The only way you get "dynamic" key names is by using mapReduce instead:
db.collection.mapReduce(
function () {
var obj = { };
var category = this.category;
delete this.user;
delete this.category;
obj[category] = [this];
emit(null,obj);
},
function (key,values) {
var reduced = {};
values.forEach(function(value) {
Object.keys(value).forEach(function(key) {
if ( !reduced.hasOwnProperty(key) )
reduced[key] = [];
value[key].forEach(function(item) {
reduced[key].push(item);
});
});
});
return reduced;
},
{
"query": { "user": "1" },
"out": { "inline": 1 }
}
)
So now the key generation is dynamic, but the output is done in a very mapReduce way:
{
"_id" : null,
"value" : {
"phones" : [
{
"_id" : "1",
"field1" : "value1",
"field2" : "value2",
"tags" : [
"tag1",
"tag3"
]
},
{
"_id" : "2",
"field1" : "value1",
"field2" : "value2",
"tags" : [
"tag2",
"tag3"
]
}
],
"bikes" : [
{
"_id" : "3",
"field1" : "value1",
"field2" : "value2",
"tags" : [
"tag3",
"tag4"
]
}
]
}
}
So the output is constrained by how mapReduce directs outut and evaluating the JavaScript here will be slower than the native operations of the aggregation framework. More power in manipulation, but that is the trade-off.

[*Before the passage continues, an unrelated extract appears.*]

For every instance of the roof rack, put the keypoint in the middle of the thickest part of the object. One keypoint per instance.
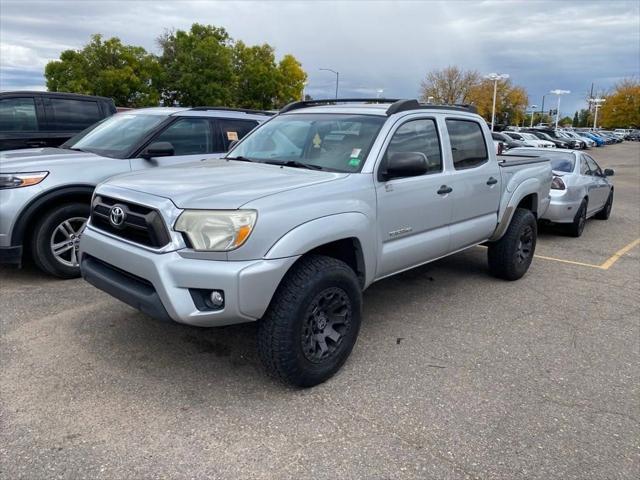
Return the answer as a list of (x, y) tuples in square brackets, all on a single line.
[(333, 101), (404, 105), (395, 107), (229, 109)]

To conclude this, if you stick with the pattern then the first way with the aggregation framework is the fastest and best way to do this, plus you could always restructure the result once returned from the server. If you insist on breaking the pattern and need dynamic keys to come from the server then mapReduce will do it where the other aggregation framework is deemed impractical.